Joel Farabee was supposed to be coronated the next top guy of the Philadelphia Flyers after Claude Giroux’s departure, even receiving a blessing from the former captain himself who told Farabee to “break all my records” on his way out the door. And while not that long ago Farabee seemed to be in line to fill his shoes, a string of various injuries and underwhelming play has thrown doubt into his ability to be the next leader of the franchise.
Last June, the 23-year-old underwent disc replacement surgery in the cervical region of his neck during the offseason and made it back in time for opening night in mid-Ocotober, despite a timeline that originally didn’t project him back until American Thanksgiving.
Shockingly, he was one of only three players to dress for all 82 games during the 2022-23 season, but finished with a disappointing 15 goals and 39 points. Naturally, it took him a few months to get his legs back, especially considering he missed all of training camp and the preseason, but he never quite got back into full stride even by season’s end.
Earlier in his career, Farabee seemed like a star in the making. His rookie year was 2019-20, and he played all throughout the lineup from top line winger to depth grinder and seemingly earned his full-time spot during the 2020 playoffs as one of their better forwards during that run. He posted 20 goals during his sophomore season in 2020-21, the only Flyer to hit that plateau, then signed a massive six-year, $30 million extension with the club, thinking they’d have their future pillar in place.
Then two seasons of endless injury problems, made exponentially worse by the complete lack of talent on the rest of the roster, have thrown his once-high ceiling into disarray. All of a sudden Farabee’s $5 million cap hit until 2028 is looking less like a steal and more like a problem.

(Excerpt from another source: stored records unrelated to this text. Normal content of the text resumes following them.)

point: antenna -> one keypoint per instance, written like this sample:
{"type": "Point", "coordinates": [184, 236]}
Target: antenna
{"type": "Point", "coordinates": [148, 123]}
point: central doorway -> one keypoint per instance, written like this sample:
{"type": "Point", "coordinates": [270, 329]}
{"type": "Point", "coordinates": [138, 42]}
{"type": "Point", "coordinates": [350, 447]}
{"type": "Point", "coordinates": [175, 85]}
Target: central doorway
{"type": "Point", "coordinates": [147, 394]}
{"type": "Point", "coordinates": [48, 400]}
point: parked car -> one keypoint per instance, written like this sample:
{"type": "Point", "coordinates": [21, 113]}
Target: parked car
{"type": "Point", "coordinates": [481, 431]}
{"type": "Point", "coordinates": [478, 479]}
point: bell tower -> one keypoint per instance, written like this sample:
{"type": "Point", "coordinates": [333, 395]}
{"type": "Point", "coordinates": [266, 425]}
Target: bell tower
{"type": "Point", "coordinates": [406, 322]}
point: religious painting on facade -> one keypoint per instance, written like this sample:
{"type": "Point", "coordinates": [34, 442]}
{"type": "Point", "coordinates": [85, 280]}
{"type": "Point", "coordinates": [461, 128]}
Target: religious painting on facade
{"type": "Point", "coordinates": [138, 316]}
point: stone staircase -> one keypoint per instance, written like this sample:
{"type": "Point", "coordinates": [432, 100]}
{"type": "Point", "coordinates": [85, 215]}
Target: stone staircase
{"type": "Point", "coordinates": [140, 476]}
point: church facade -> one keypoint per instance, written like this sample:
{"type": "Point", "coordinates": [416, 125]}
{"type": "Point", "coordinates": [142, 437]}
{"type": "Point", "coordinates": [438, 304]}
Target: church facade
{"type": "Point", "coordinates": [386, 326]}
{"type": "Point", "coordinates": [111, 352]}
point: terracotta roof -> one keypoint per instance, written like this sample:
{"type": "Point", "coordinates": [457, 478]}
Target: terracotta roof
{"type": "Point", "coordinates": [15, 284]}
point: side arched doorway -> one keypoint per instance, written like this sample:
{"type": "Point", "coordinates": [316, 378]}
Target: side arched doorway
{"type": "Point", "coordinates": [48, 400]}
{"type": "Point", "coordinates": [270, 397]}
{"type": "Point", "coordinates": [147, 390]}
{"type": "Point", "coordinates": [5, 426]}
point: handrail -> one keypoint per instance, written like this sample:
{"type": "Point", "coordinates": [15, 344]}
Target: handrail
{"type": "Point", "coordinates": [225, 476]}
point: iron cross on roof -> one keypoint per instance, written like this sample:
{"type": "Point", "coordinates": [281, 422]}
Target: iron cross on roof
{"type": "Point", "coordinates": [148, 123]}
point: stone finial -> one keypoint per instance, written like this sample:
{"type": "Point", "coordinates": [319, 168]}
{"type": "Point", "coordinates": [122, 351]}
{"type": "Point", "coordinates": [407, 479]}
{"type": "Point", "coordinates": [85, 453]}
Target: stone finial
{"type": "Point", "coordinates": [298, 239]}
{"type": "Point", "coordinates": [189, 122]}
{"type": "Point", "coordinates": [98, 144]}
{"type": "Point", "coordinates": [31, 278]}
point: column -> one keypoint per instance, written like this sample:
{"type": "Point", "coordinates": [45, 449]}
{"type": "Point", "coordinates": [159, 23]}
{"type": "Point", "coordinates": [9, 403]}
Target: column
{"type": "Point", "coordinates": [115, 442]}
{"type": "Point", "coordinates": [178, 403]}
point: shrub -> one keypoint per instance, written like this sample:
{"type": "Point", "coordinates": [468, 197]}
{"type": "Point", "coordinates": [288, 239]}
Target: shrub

Despite playing every game in 2022-23, he spent quite a bit of time locked in John Tortorella’s doghouse during the season. Tortorella took the tough love approach with quite a few different players last season, tearing them down before building them back up and it has made most of them better players overall. It’s all about how the player responds and Farabee didn’t quite connect the dots yet as well as some of his teammates did.

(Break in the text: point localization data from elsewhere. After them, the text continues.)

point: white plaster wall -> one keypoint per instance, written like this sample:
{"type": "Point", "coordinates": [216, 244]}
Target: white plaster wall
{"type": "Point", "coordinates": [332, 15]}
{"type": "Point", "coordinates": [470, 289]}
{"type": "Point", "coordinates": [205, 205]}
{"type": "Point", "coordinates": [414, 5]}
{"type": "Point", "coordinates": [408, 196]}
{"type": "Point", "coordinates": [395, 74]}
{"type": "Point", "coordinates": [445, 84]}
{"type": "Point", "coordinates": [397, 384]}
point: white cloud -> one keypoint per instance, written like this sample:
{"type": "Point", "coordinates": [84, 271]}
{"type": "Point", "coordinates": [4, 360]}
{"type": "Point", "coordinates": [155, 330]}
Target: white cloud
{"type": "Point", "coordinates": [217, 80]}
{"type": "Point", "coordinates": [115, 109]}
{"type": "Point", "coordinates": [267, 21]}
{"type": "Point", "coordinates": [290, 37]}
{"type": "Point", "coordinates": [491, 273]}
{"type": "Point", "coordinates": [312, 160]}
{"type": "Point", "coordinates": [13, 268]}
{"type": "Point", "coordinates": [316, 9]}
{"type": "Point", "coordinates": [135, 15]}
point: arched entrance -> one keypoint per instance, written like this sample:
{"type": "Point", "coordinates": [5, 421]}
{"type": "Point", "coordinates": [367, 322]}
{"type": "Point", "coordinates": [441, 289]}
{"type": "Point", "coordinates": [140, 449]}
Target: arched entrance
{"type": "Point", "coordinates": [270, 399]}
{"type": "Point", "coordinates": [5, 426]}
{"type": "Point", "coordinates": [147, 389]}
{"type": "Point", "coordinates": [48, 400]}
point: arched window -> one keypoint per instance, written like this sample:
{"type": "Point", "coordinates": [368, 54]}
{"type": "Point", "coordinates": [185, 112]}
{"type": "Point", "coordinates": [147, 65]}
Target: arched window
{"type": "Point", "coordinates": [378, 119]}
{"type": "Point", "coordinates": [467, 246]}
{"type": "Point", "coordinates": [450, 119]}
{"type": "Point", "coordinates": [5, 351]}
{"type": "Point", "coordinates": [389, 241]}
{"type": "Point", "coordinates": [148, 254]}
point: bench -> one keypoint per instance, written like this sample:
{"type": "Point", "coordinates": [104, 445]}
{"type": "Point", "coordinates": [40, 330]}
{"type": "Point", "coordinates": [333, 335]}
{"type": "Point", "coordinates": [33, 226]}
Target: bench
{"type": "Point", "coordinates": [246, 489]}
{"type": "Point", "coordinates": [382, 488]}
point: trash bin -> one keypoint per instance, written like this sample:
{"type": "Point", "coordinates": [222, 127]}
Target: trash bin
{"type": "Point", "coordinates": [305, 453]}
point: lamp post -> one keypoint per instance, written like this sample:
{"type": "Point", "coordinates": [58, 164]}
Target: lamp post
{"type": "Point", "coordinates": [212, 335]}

The recurring injuries he faced over the last two seasons restricted any kind of momentum he could gather. But that is also a considerable amount of excuses for a player that was earmarked as the next big thing for the franchise that’s just fallen flat. With any luck, he’ll enter the 2023-24 campaign at full health with a better understanding of his own body’s limitations and get back to some level of full strength we haven’t seen in a couple years; and those results should tell a more complete story of what the ceiling for Farabee is moving forward.
He’s still the team’s top talent on the left wing, which, in theory, should give him ample opportunity to be apart of whatever equates to a scoring line these days. His ability to play a more physical style has always made him flexible when it came to his deployment, but it there’s any lingering hangover effects from his neck problem, it may be up to Farabee to adapt and be an all-out offense kind of guy rather than attempt to be a middle-six chippy two-way winger.
Is 2023-24 the season we finally see Joel Farabee become the long-awaited star everyone hoped, or is it time to limit expectations for the former 14th overall pick? Hopefully, for Farabee’s sake, the neck injury is in the rearview and he has fine tuned his game enough where the offense is ready to break out, but after four years with the same result, it’ll be up to Farabee to earn his spot as a cornerstone on this team.